Sekliuckiene believes that in the Baltic region, KTU has a unique position of being a business education and research competence centre in a technological university: “This allows us to develop cooperation with technical faculties, using our competencies to create interdisciplinary study programmes and research of added value.”
She points out that interdisciplinarity is one of the five core strategic principles of KTU SEB (others being internationality, talent-nurturing, networking and providing challenge-based learning).
Both experts believe that KTU’s journey towards AACSB accreditation so far has been more than successful.
“We are observing the increased number and quality of the publications in high-level international journals, the more active participation of the staff in international conferences, and the growing number of research grants for national and international research projects. It is all contributing to our strong reputation within the international community, regional and local businesses, and society,” says Sekliuckiene.
“Sometimes structured information is new information,” smiles Ilina, thus emphasising the value of the accreditation journey itself: even the analysis and reporting on the internal processes may contribute to the change.
Sekliuckienė values the possibility to develop the organisation in partnership with AACSB, which empowers the university to implement changes in the study process and research culture, and to actively involve the academic community in the process, which, in turn, results in the social impact to the wider society. According to her, the greatest challenge in this journey is the implementation of competence-based learning in the study process, which is closely related to the AACSB Assurance of Learning (AoL) standard. However, she believes that this is also an opportunity.
“During recent years, not only our School’s faculty staff but also our business partners, and students were involved in the implementation of the AACSB AoL standard. We held numerous discussions, focus groups and meetings and defined the competencies aligned to our mission – cutting-edge knowledge, strategic thinking, critical thinking, entrepreneurship and leadership,” she says.
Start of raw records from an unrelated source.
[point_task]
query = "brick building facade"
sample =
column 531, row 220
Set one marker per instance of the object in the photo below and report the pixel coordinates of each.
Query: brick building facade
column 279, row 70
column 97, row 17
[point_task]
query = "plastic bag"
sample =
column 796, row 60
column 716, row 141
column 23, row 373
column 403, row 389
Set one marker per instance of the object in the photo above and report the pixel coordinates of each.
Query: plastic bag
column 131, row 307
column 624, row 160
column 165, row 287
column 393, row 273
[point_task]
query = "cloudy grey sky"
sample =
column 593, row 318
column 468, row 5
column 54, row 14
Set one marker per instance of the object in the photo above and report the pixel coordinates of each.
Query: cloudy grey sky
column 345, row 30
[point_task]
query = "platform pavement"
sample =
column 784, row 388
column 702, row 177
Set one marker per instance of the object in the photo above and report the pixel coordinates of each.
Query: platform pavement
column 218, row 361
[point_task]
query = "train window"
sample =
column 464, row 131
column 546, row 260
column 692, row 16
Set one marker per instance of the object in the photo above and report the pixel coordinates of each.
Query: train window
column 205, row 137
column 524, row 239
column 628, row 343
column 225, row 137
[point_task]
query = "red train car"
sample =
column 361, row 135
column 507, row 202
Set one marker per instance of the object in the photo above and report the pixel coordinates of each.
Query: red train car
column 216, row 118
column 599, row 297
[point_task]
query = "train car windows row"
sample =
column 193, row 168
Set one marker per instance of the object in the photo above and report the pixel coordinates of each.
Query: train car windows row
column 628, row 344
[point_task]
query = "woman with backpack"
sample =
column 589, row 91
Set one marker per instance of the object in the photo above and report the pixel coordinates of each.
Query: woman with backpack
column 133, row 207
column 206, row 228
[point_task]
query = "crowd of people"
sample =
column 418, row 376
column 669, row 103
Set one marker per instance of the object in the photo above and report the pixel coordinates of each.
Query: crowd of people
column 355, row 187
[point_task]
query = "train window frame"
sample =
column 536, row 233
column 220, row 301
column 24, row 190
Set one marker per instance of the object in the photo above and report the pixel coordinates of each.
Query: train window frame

Ilina agrees that the accreditation process would not be possible without the active involvement of the faculty staff – both administrative and academic, and of the learners.
“All these people are the bloodstream of your organisation,” says the Accreditation and Member Service Manager at AACSB.
According to her, focusing on societal impact should be at the heart of all the activities provided by a contemporary high-quality business school.
“Societal impact is the core value in the mindset of the new generation. Based on our surveys, the business education alumni nowadays are measuring their success not solely by their salaries or position but also by what change they have achieved,” says Ilina, Accreditation and Member Service Manager at AACSB International.
While visiting KTU in October 2022, Ilina took part in the 20th Baltic Management Development Association’s (BMDA) Conference, where she was one of the speakers at the panel discussion “Critical issues in curriculum and educational program design”.